Jim Nagata – CISO, Cherry Bekaert

Jim Nagata⁠ brings more than 15 years of CISO experience to Cherry Bekaert, with a focus on strategic cybersecurity frameworks, enterprise IT solutions, cyber risk management, and AI-driven security strategy. His work sits at the intersection of cybersecurity and generative AI, with emphasis on using intelligent automation and predictive analytics to strengthen defenses, improve operational efficiency, and support innovation.

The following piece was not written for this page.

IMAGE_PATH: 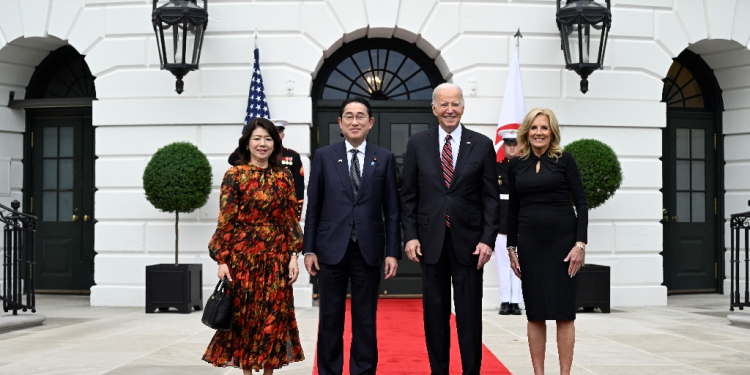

Nagata’s background also includes compliance work tied to ISO 27001, PCI, SOX, HIPAA, and SOC 2, along with hybrid cloud transformation and governance frameworks such as ITIL and NIST. His profile reflects a security leader focused on building scalable infrastructure while keeping AI adoption, compliance, and business alignment in view.

Amy Bogac – CISO, Baker Tilly USA

Amy Bogac⁠ brings more than two decades of cybersecurity leadership experience to Baker Tilly USA, with a career shaped by security program development, stakeholder engagement, team building, and major incident response. She has guided organizations through complex cybersecurity challenges, including the implementation of global NIST-based security programs and the modernization of legacy systems. Her background spans manufacturing, textiles, consumer goods, and critical infrastructure, giving her current role a broader operating context than accounting alone. Bogac holds an MBA from Lake Forest Graduate School of Management and a CISSP certification from ISC2.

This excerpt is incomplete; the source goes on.